Diberitakan sebelumnya, segerombolan orang bersenjata api laras panjang, pistol, dan granat, merangsek ke dalam Lapas Cebongan, kemudian menembak empat orang narapidana yang ada di dalamnya, yakni Gameliel Yermiyanto Rohi Riwu, Adrianus Candra Galaja, Hendrik Angel Sahetapi alias Deki, dan Yohanes Juan Manbait, yang menghuni sel 5A, hingga tewas.
Empat napi yang tewas itu adalah tersangka kasus pembunuhan anggota Kopassus Sersan Satu Santosa yang terjadi beberapa hari sebelumnya di Hugo Café, Sleman.
Dari hasil penyelidikan sementara, polisi menemukan belasan selongsong peluru kaliber 7,62 di lokasi kejadian. Pelaku penembakan diduga menggunakan senapan laras panjang AK-47 dan pistol jenis FN. Mereka melakukan aksinya dalam waktu 15 menit dan membawa CCTV lapas. Serangan pelaku dinilai sangat terencana dan diduga berasal dari kelompok bersenjata yang terlatih.
Adanya kasus pembunuhan anggota Kopassus Sertu Santoso sebelumnya dan temuan polisi tersebut kemudian berkembang menjadi rumor yang membentuk opini seolah-olah ada keterlibatan anggota Kopassus dalam peristiwa tersebut.
Bahkan, diberitakan bahwa Komnas HAM sempat menyambangi Markas Kopassus, Kandang Menjangan, Kartosuro, Sukoharjo, Jawa Tengah, untuk menyelidiki kasus penyerangan Lapas Cebongan, namun ditolak lantaran belum mendapat ijin dari Panglima TNI.
Kepala Staf Angkatan Darat Jenderal TNI Pramono Edhie Wibowo, Jumat (29/3/2013), mengatakan:
“Kemarin saya dapat laporan Komnas HAM akan ke Kandang Menjangan, itu di bawah Kopassus Jakarta. Jakarta belum dapat izin pemberitahuan. Logikanya harus beritahu Panglima. Jangankan Komnas HAM, DPR pun memberitahu Panglima. Kasad diberitahu.”
Belakangan, seperti telah dirilis di berbagai media, tiba-tiba saja muncul sebuah catatan (Note) Facebook menggunakan nama akun “Idjon Djanbi” yang menguraikan tentang peristiwa penyerangan Lapas Cebongan menurut versi/analisanya.

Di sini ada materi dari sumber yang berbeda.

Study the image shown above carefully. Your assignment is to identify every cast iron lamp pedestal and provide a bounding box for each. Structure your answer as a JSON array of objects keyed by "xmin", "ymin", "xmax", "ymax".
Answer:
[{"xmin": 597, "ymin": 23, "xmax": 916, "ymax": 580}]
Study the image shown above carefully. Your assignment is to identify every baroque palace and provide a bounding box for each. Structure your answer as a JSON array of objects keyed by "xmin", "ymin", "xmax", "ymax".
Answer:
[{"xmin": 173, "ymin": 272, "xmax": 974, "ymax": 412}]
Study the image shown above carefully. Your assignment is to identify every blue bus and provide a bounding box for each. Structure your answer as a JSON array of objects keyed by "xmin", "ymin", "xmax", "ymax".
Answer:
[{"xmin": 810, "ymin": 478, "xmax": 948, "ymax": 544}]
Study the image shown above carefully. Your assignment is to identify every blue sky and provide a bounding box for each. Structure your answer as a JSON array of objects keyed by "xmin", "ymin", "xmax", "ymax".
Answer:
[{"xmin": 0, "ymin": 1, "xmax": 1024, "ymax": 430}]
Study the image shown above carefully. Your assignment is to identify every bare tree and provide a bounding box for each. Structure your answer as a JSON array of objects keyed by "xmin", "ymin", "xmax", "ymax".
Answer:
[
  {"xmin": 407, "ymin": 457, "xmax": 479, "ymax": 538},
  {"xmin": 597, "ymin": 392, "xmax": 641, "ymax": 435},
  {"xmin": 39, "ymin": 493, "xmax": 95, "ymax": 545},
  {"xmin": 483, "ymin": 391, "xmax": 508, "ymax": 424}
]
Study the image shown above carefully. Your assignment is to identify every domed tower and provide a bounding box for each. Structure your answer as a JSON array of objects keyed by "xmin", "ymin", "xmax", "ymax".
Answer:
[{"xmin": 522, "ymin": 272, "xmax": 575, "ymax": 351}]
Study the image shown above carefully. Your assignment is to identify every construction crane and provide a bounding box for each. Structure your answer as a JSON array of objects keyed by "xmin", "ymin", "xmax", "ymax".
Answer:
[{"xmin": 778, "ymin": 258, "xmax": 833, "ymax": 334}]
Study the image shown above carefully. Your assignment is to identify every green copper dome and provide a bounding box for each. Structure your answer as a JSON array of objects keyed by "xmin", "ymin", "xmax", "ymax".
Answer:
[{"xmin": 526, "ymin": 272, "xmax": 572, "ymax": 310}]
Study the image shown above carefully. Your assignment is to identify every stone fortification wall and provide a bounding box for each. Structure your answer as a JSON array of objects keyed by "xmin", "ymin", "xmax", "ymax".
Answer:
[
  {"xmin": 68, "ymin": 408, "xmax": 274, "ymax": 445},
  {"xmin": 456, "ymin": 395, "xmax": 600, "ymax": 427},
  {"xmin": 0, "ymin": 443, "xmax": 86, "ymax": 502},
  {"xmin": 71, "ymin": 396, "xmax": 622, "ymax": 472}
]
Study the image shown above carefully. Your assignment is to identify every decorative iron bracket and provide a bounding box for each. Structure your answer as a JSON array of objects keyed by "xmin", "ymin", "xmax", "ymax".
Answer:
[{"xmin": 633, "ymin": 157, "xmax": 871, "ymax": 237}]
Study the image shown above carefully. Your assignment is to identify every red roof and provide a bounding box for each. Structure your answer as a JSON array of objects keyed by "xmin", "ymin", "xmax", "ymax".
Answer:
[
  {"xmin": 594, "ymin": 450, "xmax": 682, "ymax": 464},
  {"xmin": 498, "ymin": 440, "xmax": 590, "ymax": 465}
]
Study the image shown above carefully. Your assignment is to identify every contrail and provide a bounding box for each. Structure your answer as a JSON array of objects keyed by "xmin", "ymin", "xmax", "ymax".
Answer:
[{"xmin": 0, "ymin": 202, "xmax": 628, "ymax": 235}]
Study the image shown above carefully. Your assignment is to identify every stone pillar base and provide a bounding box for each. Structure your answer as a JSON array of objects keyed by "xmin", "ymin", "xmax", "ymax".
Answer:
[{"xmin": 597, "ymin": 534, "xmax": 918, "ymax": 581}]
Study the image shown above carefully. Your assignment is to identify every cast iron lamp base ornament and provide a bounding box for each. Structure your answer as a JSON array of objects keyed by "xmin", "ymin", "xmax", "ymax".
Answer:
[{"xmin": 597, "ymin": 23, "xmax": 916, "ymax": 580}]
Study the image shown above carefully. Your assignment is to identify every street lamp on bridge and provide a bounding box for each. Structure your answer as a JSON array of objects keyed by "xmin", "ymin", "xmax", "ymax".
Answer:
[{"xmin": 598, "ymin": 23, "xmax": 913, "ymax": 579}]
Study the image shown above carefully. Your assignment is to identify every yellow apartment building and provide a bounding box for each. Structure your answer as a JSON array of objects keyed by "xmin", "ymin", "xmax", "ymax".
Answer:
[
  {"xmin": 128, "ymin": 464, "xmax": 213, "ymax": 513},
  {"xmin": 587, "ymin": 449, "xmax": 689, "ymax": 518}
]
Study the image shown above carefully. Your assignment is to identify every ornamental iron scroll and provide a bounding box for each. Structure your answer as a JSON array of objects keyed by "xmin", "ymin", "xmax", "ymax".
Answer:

Dalam tulisan berjudul “Penyerangan LP Sleman adalah Aparat Kepolisian” itu, penulis dengan akun Idjon Djanbi menuliskan bahwa kasus LP Sleman sebenarnya adalah kasus perseteruan antarbandar narkoba yang melibatkan dua kelompok di kepolisian.
Polri membantah isu di jejaring sosial yang bersumber dari catatan akun “Idjon Janbi” tersebut. Kepala Divisi Humas Polri Irjen Suhardi Alius mengatakan kepada Media Indonesia, Sabtu (30/3):
“Imbauan saya agar masyarakat tidak terpancing dengan pengalihan isu yang tidak bisa dipertanggungjawabkan.”

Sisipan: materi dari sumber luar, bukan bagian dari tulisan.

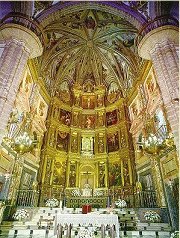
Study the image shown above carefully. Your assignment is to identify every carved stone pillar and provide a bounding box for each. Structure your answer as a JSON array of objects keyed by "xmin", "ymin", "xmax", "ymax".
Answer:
[
  {"xmin": 0, "ymin": 23, "xmax": 42, "ymax": 144},
  {"xmin": 138, "ymin": 26, "xmax": 179, "ymax": 149}
]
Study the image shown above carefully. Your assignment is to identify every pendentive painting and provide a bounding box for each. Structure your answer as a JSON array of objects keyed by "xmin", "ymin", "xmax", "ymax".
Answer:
[
  {"xmin": 107, "ymin": 132, "xmax": 119, "ymax": 152},
  {"xmin": 60, "ymin": 109, "xmax": 71, "ymax": 126},
  {"xmin": 106, "ymin": 110, "xmax": 117, "ymax": 126}
]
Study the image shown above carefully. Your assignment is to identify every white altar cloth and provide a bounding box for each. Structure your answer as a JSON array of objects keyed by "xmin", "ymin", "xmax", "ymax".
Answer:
[{"xmin": 57, "ymin": 213, "xmax": 119, "ymax": 238}]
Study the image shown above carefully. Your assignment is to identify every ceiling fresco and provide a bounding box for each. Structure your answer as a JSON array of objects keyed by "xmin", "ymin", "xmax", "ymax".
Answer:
[{"xmin": 37, "ymin": 3, "xmax": 148, "ymax": 96}]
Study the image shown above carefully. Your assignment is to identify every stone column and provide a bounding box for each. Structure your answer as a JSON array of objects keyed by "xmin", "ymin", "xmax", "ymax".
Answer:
[
  {"xmin": 138, "ymin": 26, "xmax": 179, "ymax": 150},
  {"xmin": 0, "ymin": 23, "xmax": 42, "ymax": 144}
]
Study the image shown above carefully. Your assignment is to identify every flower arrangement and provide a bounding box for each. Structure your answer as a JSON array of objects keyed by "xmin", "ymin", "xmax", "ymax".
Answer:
[
  {"xmin": 46, "ymin": 198, "xmax": 59, "ymax": 207},
  {"xmin": 170, "ymin": 231, "xmax": 179, "ymax": 238},
  {"xmin": 115, "ymin": 199, "xmax": 127, "ymax": 208},
  {"xmin": 13, "ymin": 209, "xmax": 29, "ymax": 221},
  {"xmin": 78, "ymin": 227, "xmax": 95, "ymax": 238},
  {"xmin": 71, "ymin": 189, "xmax": 81, "ymax": 197},
  {"xmin": 144, "ymin": 210, "xmax": 161, "ymax": 222},
  {"xmin": 93, "ymin": 190, "xmax": 104, "ymax": 197}
]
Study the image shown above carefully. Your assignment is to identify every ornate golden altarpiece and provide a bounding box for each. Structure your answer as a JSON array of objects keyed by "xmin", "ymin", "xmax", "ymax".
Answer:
[{"xmin": 39, "ymin": 79, "xmax": 135, "ymax": 206}]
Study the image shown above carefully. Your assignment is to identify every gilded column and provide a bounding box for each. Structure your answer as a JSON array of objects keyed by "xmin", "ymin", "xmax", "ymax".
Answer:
[{"xmin": 138, "ymin": 25, "xmax": 179, "ymax": 149}]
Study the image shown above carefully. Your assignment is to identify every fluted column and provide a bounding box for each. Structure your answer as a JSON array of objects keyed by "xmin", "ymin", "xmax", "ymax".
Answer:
[
  {"xmin": 138, "ymin": 26, "xmax": 179, "ymax": 149},
  {"xmin": 0, "ymin": 23, "xmax": 42, "ymax": 144}
]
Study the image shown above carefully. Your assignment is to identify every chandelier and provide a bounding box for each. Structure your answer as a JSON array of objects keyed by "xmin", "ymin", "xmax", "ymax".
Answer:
[
  {"xmin": 11, "ymin": 132, "xmax": 36, "ymax": 154},
  {"xmin": 141, "ymin": 125, "xmax": 174, "ymax": 154},
  {"xmin": 4, "ymin": 111, "xmax": 37, "ymax": 155}
]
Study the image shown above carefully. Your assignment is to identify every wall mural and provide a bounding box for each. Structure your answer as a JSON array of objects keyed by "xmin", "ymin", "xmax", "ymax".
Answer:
[
  {"xmin": 60, "ymin": 109, "xmax": 71, "ymax": 126},
  {"xmin": 107, "ymin": 132, "xmax": 119, "ymax": 152},
  {"xmin": 109, "ymin": 162, "xmax": 122, "ymax": 186},
  {"xmin": 56, "ymin": 131, "xmax": 69, "ymax": 152},
  {"xmin": 53, "ymin": 159, "xmax": 66, "ymax": 186},
  {"xmin": 106, "ymin": 110, "xmax": 118, "ymax": 126}
]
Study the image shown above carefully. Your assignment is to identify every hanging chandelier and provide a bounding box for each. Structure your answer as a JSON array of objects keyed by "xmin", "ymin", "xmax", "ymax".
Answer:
[
  {"xmin": 142, "ymin": 125, "xmax": 174, "ymax": 154},
  {"xmin": 11, "ymin": 131, "xmax": 37, "ymax": 154}
]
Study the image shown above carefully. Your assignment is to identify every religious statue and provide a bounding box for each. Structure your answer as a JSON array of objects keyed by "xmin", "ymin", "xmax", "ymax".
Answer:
[{"xmin": 82, "ymin": 183, "xmax": 92, "ymax": 197}]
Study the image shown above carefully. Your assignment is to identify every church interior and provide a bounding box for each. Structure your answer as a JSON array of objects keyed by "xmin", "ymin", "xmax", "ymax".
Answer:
[{"xmin": 0, "ymin": 0, "xmax": 179, "ymax": 238}]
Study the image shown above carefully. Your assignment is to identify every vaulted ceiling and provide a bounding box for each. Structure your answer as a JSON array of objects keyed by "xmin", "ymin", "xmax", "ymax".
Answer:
[{"xmin": 37, "ymin": 3, "xmax": 146, "ymax": 95}]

Ia menghimbau masyarakat untuk memberi pernyataan resmi secara tertulis jika ingin memberikan informasi terkait dengan kasus penyerangan Lapas Cebongan.

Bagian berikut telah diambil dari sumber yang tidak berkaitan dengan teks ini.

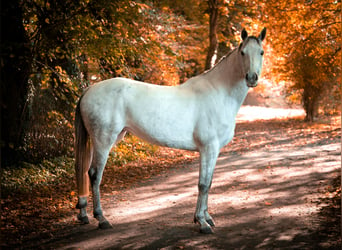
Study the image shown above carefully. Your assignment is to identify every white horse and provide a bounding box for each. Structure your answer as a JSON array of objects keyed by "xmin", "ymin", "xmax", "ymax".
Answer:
[{"xmin": 75, "ymin": 28, "xmax": 266, "ymax": 233}]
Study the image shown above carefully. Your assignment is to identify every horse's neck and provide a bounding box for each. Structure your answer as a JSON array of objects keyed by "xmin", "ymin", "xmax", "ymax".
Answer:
[{"xmin": 203, "ymin": 51, "xmax": 248, "ymax": 115}]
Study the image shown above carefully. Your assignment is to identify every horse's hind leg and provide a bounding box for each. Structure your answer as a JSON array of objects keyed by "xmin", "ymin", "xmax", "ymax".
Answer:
[
  {"xmin": 88, "ymin": 143, "xmax": 112, "ymax": 229},
  {"xmin": 76, "ymin": 196, "xmax": 89, "ymax": 224}
]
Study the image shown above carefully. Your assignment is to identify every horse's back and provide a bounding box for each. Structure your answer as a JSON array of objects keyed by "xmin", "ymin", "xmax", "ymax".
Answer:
[{"xmin": 81, "ymin": 78, "xmax": 197, "ymax": 150}]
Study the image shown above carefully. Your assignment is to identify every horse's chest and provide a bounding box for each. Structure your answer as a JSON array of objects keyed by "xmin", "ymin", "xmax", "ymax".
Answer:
[{"xmin": 218, "ymin": 126, "xmax": 235, "ymax": 148}]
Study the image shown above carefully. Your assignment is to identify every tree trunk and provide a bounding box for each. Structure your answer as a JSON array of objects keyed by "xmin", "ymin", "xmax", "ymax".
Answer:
[
  {"xmin": 205, "ymin": 0, "xmax": 219, "ymax": 70},
  {"xmin": 1, "ymin": 0, "xmax": 32, "ymax": 165},
  {"xmin": 303, "ymin": 83, "xmax": 320, "ymax": 122}
]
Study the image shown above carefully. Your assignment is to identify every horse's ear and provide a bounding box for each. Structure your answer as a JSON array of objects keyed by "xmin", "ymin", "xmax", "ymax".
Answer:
[
  {"xmin": 241, "ymin": 29, "xmax": 248, "ymax": 40},
  {"xmin": 258, "ymin": 28, "xmax": 266, "ymax": 41}
]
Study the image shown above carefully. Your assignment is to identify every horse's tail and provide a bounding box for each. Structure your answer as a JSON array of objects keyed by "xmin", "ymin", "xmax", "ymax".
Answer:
[{"xmin": 75, "ymin": 97, "xmax": 92, "ymax": 196}]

Sementara itu, TNI AD telah membentuk tim investigasi terkait dengan penyerangan di Lapas Cebongan. Hal itu disampaikan oleh Kepala Staf Angkatan Darat Jenderal TNI Pramono Edhie Wibowo, dalam konferensi pers Jumat (29/3/2013)
Pada kesempatan itu Pramono menyebutkan bahwa tim dibentuk atas dasar dugaan keterlibatan anggota TNI AD dalam peristiwa yang menewaskan empat tahanan itu. Ia menjelaskan:
“Mengapa harus TNI AD, karena hasil temuan sementara tim investigasi bentukan Kepolisian, memperlihatkan adanya keterlibatan atau peran oknum TNI AD yang bertugas di Jawa Tengah.”
Tim investigasi TNI AD, kata Pramono, baru dibentuk pada 28 Maret 2013. Tim itu dibentuk setelah sehari sebelumnya Panglima TNI Laksamana Agus Suhartono memberi perintah Pramono melalui telepon.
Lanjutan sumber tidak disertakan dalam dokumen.